August 2020 Manufacturing ISM® Report On Business® Continues to Trend Upward
Continuing its rebounding trend since May, the August 2020 Manufacturing ISM® Report On Business® has registered at 56 points, marking the highest point in nearly two years, since it registered 58.8 in November 2018. It’s a strong signal for the manufacturing industry. Not only does the PMI continue to rise despite economic uncertainties caused by COVID-19, growth prospects appear on the horizon, fueling confidence in an economy that only six months ago was trending sharply downward.
Good news across the industry
The August report isn’t just good for manufacturing — it’s ideal. Metrics across the board are trending in the right direction, as evidenced by the continued climb of the overall PMI.

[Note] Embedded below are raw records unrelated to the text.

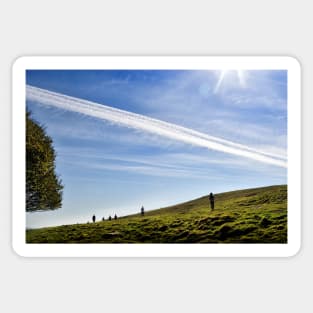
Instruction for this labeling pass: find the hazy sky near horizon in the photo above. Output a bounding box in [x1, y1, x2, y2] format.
[26, 70, 287, 228]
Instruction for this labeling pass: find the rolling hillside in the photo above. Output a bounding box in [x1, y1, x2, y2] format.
[26, 185, 287, 243]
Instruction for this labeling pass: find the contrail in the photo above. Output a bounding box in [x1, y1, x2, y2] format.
[26, 85, 287, 168]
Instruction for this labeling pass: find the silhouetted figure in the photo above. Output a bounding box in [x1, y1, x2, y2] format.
[209, 192, 214, 210]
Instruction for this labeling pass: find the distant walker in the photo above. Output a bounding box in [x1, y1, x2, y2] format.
[209, 192, 214, 210]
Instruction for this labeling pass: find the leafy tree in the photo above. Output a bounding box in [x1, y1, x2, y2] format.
[26, 111, 63, 212]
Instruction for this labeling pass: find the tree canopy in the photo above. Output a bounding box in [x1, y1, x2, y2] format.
[26, 111, 63, 212]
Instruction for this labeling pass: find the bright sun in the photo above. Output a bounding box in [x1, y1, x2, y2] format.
[214, 70, 246, 93]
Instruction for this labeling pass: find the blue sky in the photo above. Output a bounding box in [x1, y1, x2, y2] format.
[26, 70, 287, 227]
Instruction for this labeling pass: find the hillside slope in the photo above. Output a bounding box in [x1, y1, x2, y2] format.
[26, 185, 287, 243]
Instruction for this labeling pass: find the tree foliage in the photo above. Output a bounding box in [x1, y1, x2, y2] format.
[26, 111, 63, 212]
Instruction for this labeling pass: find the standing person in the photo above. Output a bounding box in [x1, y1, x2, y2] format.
[209, 192, 214, 211]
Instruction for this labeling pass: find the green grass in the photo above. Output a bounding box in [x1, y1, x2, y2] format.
[26, 185, 287, 243]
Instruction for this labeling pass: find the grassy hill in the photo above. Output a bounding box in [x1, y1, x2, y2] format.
[26, 185, 287, 243]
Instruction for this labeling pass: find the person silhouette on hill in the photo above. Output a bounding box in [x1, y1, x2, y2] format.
[209, 192, 214, 211]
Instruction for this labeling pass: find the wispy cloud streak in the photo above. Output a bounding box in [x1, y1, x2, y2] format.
[26, 85, 287, 167]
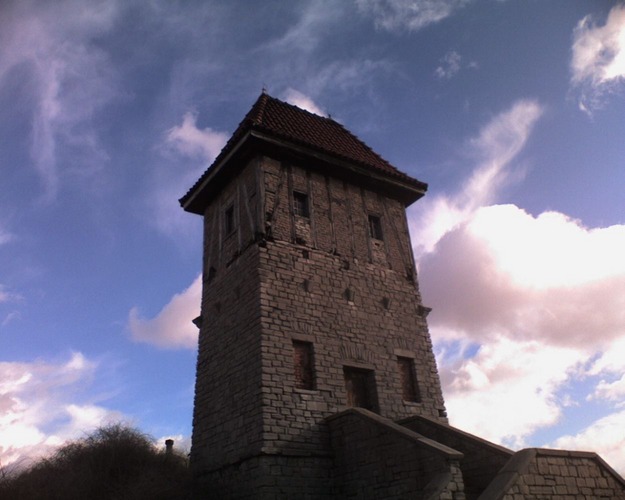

The biggest cause for celebration is the 6.1-point increase in new orders, signaling strong confidence from customers in the second half of the year. Both imports and exports are up 2.5 and 2.9 points respectively, as evidence of renewed trade even amidst continued tensions with some of the U.S.’ largest trade partners. Employment is also up 2.1 points. The implication of the report is plain to see: manufacturing’s upward trend is building strength.
COVID-19 concerns are dissolving
So far, manufacturing’s recovery has been a cautious one. The PMI and its benchmarks have risen higher every month; but now, firmly in expansion territory, executive sentiment has finally caught up.
“Current sales to domestic markets are substantially stronger than forecasted. We expected a recession, but it did not turn out that way. Retail and trade customer markets are very strong and driving shortages in raw material suppliers, increasing supplier orders.” (Fabricated Metal Products)
“We are seeing solid month-over-month order improvement in all manufacturing sectors such as electrical, auto and industrial goods. Looking to add a few factory operators.” (Plastics & Rubber Products)
For some sectors, COVID-19 has actually presented “good problems.” Hiring demands are rising, demand for materials is increasing, and even prices are on the rise — all indicative of a strengthening industry post-pandemic. It’s a report reminiscent of the end of 2018, when November’s benchmarks looked virtually identical across the board.
What’s driving the growth?
Although the figures in the August 2020 report speak for themselves, the question still remains: what’s driving them? A natural return to normal is expected after the plunge in manufacturing output back in April; however, today’s figures speak to something more.
Reshoring in an attempt to rebuild and protect supply chains appears to be the biggest driver. As companies bring more manufacturing back to U.S. soil, production, employment, and general output benefit. This, coupled with new investments in technology made to combat the pandemic, is enough to push domestic production to new heights.
There’s also evidence to suggest that trade tensions with China may be fueling domestic growth. The negative ramifications of the Trump Trade Wars is widely documented (especially in agriculture); however, things may be looking up for traditional producers. The recent move to thoroughly evaluate Chinese trade partners like SMIC opens the door for potential U.S. manufacturers to nab market share.
Whatever the drivers of manufacturing’s third quarter resurgence, it looks likely to continue into the end of 2020. If it does, manufacturing — and likely the DOW industrial index — will be poised to crack all-time highs post-pandemic.